Looking at some of the dependencies in the Passport library, it appears that there is little to no maintenance happening. While this may not be particularly problematic in terms of Passport's operation now, it could prove to be so as the tools we use to operate servers (Node and Express) continue to evolve. Yes, yes, JS doesn't include breaking changes as it gets updated, but it does produce far better ways of writing code, and Node grows right along with it. And while I can understand maintaining support for legacy systems, some shit has just got to go. Modern browsers support better security systems, and computers don't last forever.
I was looking at the util module, specifically util.inherits, in Node and came to realize that this was nothing more than a base system for inheritance. In fact, the docs recommend using class and extends and discourages the use of util.inherits altogether.
Classes, classes, classes.
What I need to do is sharpen my skills on classes. I can completely refactor and modernize the code in some of these libraries to make them far more legible, as well as eliminate a number of dependencies in doing so. I know I'm repeating myself a bit from Day 037, but I feel it's worthwhile to do so--minimizing dependencies means less of a chance of breakage in programs.
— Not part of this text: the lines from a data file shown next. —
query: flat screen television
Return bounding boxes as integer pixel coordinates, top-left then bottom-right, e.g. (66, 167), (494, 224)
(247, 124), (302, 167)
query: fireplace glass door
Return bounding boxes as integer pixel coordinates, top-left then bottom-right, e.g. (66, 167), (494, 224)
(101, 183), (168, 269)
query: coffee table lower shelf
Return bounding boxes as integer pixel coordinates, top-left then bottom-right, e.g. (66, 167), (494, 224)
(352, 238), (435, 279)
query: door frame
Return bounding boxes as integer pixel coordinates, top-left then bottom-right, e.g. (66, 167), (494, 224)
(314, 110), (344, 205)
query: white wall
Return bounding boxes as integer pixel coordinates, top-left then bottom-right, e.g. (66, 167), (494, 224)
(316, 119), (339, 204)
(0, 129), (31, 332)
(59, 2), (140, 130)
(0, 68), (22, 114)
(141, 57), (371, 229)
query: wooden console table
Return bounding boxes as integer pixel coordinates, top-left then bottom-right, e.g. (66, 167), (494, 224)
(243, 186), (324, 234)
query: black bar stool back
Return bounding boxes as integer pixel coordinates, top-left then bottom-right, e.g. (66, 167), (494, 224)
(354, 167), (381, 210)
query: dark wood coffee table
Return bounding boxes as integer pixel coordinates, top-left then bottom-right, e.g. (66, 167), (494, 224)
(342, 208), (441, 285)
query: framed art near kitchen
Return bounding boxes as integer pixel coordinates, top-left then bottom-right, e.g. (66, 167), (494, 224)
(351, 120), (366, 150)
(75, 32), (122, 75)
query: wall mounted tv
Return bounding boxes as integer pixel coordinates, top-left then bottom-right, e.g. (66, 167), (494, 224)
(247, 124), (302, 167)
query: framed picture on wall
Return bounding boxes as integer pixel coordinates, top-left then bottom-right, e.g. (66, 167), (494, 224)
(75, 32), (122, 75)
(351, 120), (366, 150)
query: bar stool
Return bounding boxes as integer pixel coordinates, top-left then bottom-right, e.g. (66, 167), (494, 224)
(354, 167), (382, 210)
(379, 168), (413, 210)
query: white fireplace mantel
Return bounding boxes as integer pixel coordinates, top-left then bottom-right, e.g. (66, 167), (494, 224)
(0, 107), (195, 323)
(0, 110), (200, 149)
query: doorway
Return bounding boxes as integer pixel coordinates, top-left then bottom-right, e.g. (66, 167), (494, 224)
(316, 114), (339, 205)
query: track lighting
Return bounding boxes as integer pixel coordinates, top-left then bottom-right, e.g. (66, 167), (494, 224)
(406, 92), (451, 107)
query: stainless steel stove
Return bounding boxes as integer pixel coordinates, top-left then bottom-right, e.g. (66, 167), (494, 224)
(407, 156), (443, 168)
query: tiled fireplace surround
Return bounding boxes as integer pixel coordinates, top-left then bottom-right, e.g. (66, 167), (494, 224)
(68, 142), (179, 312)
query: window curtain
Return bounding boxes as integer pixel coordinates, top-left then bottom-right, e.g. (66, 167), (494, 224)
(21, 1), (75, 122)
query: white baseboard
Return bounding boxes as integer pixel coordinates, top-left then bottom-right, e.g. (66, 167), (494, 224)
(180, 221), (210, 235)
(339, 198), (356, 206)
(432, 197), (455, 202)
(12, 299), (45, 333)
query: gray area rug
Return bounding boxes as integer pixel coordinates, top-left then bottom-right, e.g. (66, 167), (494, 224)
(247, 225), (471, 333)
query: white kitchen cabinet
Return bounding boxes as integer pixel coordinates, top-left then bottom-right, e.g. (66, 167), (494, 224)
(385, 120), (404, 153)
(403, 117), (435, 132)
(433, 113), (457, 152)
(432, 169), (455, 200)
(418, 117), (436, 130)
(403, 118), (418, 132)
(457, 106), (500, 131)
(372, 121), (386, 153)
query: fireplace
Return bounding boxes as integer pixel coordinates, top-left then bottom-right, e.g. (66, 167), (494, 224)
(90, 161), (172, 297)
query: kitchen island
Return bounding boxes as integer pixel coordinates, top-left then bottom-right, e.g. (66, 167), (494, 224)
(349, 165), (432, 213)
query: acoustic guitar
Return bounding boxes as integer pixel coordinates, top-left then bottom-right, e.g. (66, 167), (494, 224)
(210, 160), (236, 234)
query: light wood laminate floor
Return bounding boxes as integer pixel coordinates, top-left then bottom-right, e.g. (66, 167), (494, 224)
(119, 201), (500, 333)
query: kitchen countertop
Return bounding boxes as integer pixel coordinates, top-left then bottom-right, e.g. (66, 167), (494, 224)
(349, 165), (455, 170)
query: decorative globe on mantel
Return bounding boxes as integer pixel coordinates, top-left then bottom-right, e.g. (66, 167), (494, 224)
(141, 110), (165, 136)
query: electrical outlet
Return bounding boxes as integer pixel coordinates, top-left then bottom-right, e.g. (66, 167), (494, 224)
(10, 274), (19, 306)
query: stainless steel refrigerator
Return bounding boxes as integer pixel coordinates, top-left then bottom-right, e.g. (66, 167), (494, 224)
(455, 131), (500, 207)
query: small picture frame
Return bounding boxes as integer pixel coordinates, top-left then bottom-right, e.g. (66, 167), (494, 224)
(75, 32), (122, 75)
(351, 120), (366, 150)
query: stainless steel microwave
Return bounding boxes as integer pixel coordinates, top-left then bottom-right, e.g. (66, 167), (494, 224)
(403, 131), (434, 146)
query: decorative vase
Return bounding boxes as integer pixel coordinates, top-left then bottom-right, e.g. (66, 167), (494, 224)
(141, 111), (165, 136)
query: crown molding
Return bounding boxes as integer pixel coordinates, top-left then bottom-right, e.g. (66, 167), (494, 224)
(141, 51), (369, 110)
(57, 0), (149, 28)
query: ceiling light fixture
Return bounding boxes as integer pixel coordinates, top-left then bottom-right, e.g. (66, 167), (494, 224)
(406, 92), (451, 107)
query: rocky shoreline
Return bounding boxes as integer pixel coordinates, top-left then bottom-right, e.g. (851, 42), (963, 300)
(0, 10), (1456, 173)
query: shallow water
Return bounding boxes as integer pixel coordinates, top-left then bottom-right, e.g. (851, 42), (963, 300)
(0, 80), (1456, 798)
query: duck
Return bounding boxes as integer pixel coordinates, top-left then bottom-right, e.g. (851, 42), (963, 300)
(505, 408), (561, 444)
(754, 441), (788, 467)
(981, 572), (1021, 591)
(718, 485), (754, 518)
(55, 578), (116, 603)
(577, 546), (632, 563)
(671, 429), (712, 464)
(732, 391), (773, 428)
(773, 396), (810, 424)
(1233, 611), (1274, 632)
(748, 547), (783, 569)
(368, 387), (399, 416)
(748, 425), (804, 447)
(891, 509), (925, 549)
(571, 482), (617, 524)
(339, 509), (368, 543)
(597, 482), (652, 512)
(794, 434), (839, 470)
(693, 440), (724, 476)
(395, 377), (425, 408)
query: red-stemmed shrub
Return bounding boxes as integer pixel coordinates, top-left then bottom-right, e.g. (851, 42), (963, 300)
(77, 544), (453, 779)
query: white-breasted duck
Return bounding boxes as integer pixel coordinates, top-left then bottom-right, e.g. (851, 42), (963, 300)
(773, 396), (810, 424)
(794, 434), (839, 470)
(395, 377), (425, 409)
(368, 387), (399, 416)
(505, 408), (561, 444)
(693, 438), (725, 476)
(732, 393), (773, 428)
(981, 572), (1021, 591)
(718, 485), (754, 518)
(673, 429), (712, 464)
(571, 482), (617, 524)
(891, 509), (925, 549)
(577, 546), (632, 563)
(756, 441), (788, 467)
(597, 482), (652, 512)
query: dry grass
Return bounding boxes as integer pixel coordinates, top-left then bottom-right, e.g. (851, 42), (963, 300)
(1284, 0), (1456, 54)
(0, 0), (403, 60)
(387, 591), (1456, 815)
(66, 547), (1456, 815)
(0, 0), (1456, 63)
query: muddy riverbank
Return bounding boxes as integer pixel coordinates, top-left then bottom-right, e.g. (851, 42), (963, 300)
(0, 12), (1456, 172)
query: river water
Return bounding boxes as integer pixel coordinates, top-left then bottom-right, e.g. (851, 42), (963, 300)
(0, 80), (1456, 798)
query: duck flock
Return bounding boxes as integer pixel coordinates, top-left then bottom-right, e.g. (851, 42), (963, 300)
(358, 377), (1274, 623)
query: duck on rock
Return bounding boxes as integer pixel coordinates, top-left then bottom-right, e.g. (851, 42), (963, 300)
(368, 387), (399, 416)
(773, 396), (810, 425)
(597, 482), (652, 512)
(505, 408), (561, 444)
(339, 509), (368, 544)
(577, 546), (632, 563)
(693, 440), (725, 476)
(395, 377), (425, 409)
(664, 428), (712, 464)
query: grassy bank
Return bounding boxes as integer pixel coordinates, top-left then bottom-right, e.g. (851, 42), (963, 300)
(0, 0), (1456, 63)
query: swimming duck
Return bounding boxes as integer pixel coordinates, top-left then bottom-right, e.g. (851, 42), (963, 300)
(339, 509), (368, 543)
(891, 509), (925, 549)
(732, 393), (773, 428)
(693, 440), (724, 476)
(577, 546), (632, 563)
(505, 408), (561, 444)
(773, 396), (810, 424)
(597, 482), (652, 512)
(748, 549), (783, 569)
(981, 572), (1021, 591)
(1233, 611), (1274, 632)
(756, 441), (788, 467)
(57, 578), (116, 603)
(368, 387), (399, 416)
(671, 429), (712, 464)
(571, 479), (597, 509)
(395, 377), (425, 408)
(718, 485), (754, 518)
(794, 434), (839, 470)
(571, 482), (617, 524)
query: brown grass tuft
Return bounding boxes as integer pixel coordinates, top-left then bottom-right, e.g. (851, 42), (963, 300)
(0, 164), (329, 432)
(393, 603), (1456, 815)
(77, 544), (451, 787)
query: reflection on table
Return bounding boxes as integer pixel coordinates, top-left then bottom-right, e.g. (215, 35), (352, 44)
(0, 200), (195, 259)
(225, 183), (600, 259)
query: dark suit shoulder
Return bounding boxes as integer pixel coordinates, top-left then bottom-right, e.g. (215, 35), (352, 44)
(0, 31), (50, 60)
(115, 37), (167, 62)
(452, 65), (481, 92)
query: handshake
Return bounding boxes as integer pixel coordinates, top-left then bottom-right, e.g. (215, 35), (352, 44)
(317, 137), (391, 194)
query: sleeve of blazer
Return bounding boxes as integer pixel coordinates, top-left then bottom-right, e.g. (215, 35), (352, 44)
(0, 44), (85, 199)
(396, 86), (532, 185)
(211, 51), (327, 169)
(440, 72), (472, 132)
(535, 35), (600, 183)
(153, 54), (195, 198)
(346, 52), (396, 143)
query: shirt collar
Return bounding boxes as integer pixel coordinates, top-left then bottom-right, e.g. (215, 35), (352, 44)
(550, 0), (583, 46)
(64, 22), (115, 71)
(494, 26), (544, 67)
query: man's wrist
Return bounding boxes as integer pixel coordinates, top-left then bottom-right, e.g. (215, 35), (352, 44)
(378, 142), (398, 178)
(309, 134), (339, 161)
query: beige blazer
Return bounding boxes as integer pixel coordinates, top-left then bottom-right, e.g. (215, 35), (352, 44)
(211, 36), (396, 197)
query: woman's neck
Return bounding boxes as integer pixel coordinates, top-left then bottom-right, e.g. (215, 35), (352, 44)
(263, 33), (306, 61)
If I can't get around eliminating a dependency that isn't very well maintained or particularly active, then I'll write the necessary parts of that code into what I'm working on and be done with it.
Or figure out a different solution entirely.
Anyway, all that to say that as a result of realizing I needed to up my chops with classes, I returned to Kyle Simpson's (twitter) 'You Don't Know JS, Yet: Scopes and Closures' with the intention of completing it before moving on to the first edition of 'You Don't Know JS: this & Object Prototypes' (because the second edition, Objects & Classes isn't out yet). Once I get a decent grip on class creation, instantiation, constructors, super constructors, and this, it's over for these libraries.